GSA Annual Meeting in Denver, Colorado, USA - 2016

Paper No. 348-4
Presentation Time: 9:00 AM-6:30 PM


TOENEBOEHN, Kevin1, COOKE, Michele1 and LEEVER, Karen Agneta2, (1)Department of Geosciences, University of Massachusetts Amherst, Amherst, MA 01003, (2)Section 3.1 - Lithosphere Dynamics, GFZ German Research Center for Geosciences, Telegrafenberg, Potsdam, 14473, Germany,

Slip partitioned systems can accommodate oblique convergence with different slip rake on two or more faults and are well documented; however, the evolution of slip partitioned crustal systems is unconstrained. Carefully scaled physical experiments in crustal analogs inform our understanding of fault evolution because we can control the loading and directly observe the ensuing deformation. Using experiments in both dry sand and wet kaolin clay we explore how slip partitioning evolves under different convergence angles. Previous cohesionless dry sand experiments documented that convergence angle and fault strength control slip partitioning. In contrast to dry sand, the non-zero cohesion of wet kaolin produces long-lived fault structures that easily reactivate. Scaled experiments using both dry sand and wet kaolin with identical boundary conditions provide insights on the role of material properties in slip partitioning. We use motorized movement of rigid blocks with 30° dipping contacts overlaid by a 2.5 cm layer of dry sand or wet kaolin clay to approximate crustal deformation due to oblique subduction zone convergence. Digital image correlation combined with stereovision techniques provides evolution of horizontal strain and uplift that constrain fault geometry and slip vectors along the faults. Additionally, force gauges record the evolution of fault-normal forces throughout slip partitioning, such as stress drops associated with fault growth.

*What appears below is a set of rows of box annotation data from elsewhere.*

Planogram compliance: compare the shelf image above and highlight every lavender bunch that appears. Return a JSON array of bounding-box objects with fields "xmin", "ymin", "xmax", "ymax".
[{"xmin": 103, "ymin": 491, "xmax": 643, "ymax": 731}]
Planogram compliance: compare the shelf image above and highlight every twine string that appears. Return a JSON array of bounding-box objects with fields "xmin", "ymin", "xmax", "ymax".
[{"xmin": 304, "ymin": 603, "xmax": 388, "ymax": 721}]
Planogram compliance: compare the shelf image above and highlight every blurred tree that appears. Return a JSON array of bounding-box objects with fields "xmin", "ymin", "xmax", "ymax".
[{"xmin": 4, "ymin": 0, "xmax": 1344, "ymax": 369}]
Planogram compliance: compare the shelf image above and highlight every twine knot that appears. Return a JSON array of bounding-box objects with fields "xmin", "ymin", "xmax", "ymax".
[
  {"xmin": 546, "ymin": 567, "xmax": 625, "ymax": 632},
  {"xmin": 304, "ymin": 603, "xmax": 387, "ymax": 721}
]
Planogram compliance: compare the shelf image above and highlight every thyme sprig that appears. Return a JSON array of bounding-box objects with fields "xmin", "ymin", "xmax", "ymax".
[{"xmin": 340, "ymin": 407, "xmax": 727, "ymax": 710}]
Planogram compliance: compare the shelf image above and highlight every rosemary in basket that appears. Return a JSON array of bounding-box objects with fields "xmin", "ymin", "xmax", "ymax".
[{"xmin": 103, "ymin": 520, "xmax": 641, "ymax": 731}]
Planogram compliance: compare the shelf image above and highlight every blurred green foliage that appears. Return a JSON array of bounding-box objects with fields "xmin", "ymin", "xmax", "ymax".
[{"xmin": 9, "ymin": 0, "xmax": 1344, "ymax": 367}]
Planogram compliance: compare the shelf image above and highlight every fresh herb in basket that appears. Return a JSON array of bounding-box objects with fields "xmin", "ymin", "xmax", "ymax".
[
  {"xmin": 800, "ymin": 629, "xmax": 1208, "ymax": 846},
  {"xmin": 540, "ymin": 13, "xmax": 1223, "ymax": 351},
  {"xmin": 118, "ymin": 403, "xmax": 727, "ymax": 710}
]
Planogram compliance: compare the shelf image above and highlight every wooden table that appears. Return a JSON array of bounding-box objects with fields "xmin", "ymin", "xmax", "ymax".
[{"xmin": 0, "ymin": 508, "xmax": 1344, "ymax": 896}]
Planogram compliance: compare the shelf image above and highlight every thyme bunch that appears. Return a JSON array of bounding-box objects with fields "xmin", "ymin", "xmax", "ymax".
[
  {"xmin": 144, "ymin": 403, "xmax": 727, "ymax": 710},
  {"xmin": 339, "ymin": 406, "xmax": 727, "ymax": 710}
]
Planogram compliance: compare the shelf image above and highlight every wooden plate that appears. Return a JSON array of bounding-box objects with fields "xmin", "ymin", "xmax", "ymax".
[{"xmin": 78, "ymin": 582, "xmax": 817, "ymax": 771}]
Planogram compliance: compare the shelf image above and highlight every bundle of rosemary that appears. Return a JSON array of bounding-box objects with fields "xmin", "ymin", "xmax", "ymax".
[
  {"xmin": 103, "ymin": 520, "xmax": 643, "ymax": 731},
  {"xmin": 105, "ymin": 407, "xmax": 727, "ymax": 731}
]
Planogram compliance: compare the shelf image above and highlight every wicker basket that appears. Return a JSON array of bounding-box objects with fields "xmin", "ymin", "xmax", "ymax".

Within the dry sand, an oblique-slip forethrust-backthrust pair forms first followed by a late stage through-going strike-slip fault. In contrast, at shallow convergence angles within the clay, the strike-slip fault forms first and a backthrust never develops. As convergence accumulates in the clay, a forethrust forms dipping toward the underlying discontinuity. The lack of cohesion in dry sand may prevent the concentration of mode III stresses that leads to the early vertical strike-slip fault growth observed in the clay. Since a forethrust/backthrust pair requires greater fault surface area than a vertical strike-slip fault, the cohesion of the clay inhibits backthrust formation. The cohesion of the clay, which is similar to crustal rock strength, may facilitate the maintenance of slip partitioned fault systems.